A decisão foi concedida em caráter liminar pelo desembargador Alberto Diniz Júnior, da 3ª Câmara Cível do Tribunal de Justiça de Minas Gerais (TJMG).
A penalidade havia sido aplicada em março deste ano após um processo administrativo iniciado em 2020.
A CGE-MG apontou que a mineradora teria apresentado informações consideradas irregulares sobre a segurança da barragem que se rompeu em janeiro de 2019, tragédia que deixou 272 mortos.
A Vale recorreu contra a multa e alegou que os fatos analisados não se enquadrariam na Lei Anticorrupção.
A empresa também sustentou que já havia sido alvo de uma punição da Controladoria-Geral da União (CGU) baseada em fundamentos semelhantes, questionando a aplicação de novas sanções sobre o mesmo episódio.
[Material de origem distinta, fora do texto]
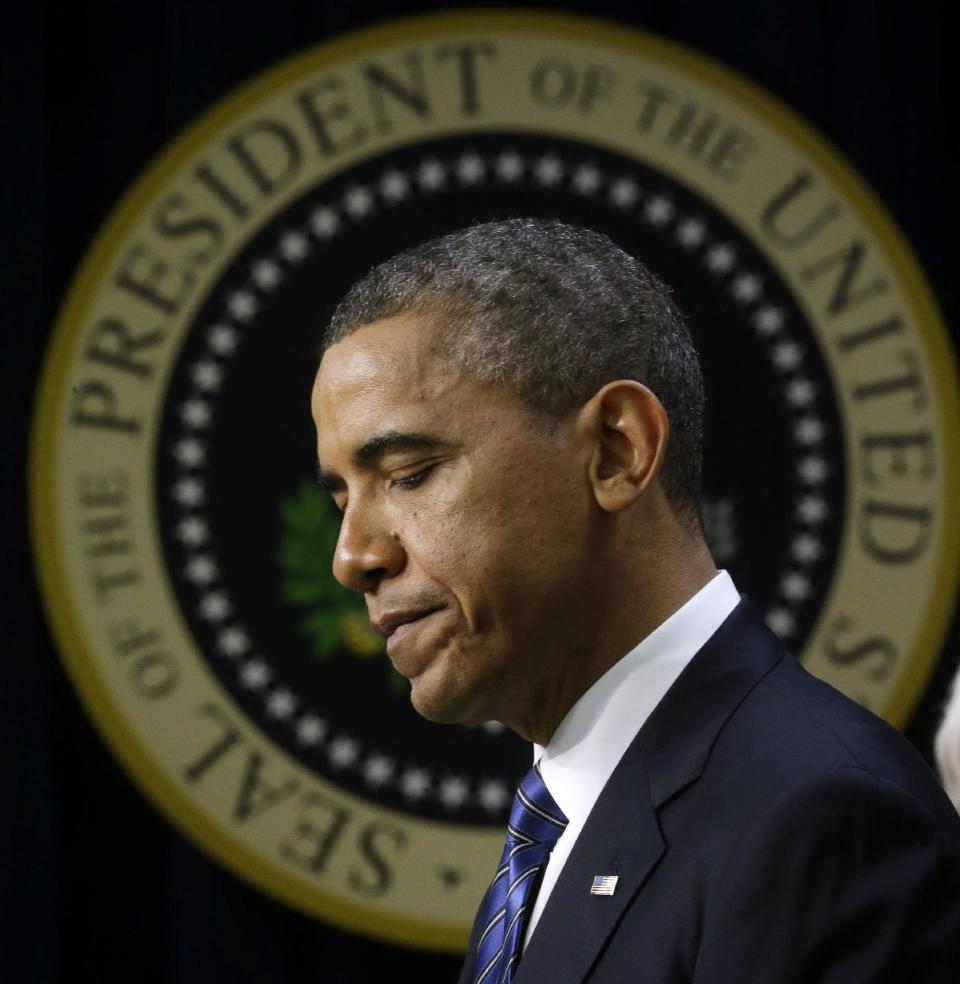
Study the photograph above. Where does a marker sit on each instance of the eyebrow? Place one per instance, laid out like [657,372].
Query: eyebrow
[372,450]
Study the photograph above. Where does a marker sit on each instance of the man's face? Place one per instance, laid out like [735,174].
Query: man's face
[465,520]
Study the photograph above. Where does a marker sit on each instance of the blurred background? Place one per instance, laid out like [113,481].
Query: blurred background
[96,885]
Na decisão, o desembargador considerou que existe uma discussão em andamento no Supremo Tribunal Federal (STF) sobre uma penalidade aplicada pela CGU à mineradora pelo mesmo contexto.
Segundo a decisão, o julgamento no STF envolve a validade da utilização da Lei Anticorrupção em casos sem a caracterização de um ato de corrupção propriamente dito.
O caso também envolve debates sobre a responsabilização administrativa da empresa após o rompimento da estrutura em Brumadinho.
Em outra frente, o Superior Tribunal de Justiça (STJ) já analisou uma multa aplicada pela CGU contra a Vale, mantendo uma penalidade de cerca de R$86 milhões relacionada à acusação de omissão de informações sobre a estabilidade da barragem.
A decisão do TJMG suspende temporariamente a cobrança da multa estadual até que haja novos desdobramentos no processo judicial.
A liminar ainda poderá ser analisada posteriormente pelo colegiado responsável pelo caso.
O rompimento da Barragem I da Mina Córrego do Feijão ocorreu em 25 de janeiro de 2019 e provocou uma das maiores tragédias socioambientais do país.
Desde então, diferentes ações administrativas, civis e criminais foram abertas para apurar responsabilidades e definir medidas de reparação às áreas atingidas.